Theses and Dissertations

Advisor

Stanisevski, Dragan

Committee Member

Shoup, Brian D.

Committee Member

French, P. Edward

Committee Member

Potter, Michael R.

Date of Degree

5-10-2024

Original embargo terms

Immediate Worldwide Access

Document Type

Dissertation - Open Access

Major

Public Policy and Administration

Degree Name

Doctor of Philosophy (Ph.D)

College

College of Arts and Sciences

Department

Department of Political Science and Public Administration

Abstract

Within the next 15 years, a significantly large percentage of adults will exit the U.S. public sector workforce, taking their experience and knowledge with them. This considerable number of departures from the public sector workforce is expected to create a crisis of sorts for society as it grapples with how to ensure the public sector is not without its most important feature – public servants.
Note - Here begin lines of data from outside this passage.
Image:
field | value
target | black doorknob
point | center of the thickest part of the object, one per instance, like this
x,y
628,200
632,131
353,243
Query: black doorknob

The immediate crisis relates to how we, in record time, recruit and retain a new and highly qualified workforce that can quickly fill the gaps left by the exodus. Recently coming into their adult age, our youngest and quickly becoming our largest cohort of workforce-eligible adults, commonly referred to as “Gen Z,” are alarmingly underrepresented in the public sector. Underrepresentation is forecasted to continue and may grow. Nascent literature on Generation Z describes them as valuing the importance of public service and so the current lack of representation is puzzling and potentially points to an issue in motivation to serve in the public sector – or factors related to those motives. With permission to use Public Service Motivation (PSM) scholar Sangmook Kim’s revised public service motivation instrument, this study sets out to measure the public service motivation in a stratified random sample of Generation Z adults (Kim, 2012). Hypothesizing that Generation Z has a high level of public service motivation but is dissuaded from serving due to their perception of public sector culture, the study will introduce and examine other variables associated with organizational culture. The idea is that organizational culture – specifically the public sector’s culture – may play a role in Gen Z’s current underrepresentation. With a new generation of young adults showing signs of motivation to serve in the public sector, realizing the possibility that public sector organizational culture is getting in the way should influence a significant drive towards scholarship and practice related to public sector cultural transformation.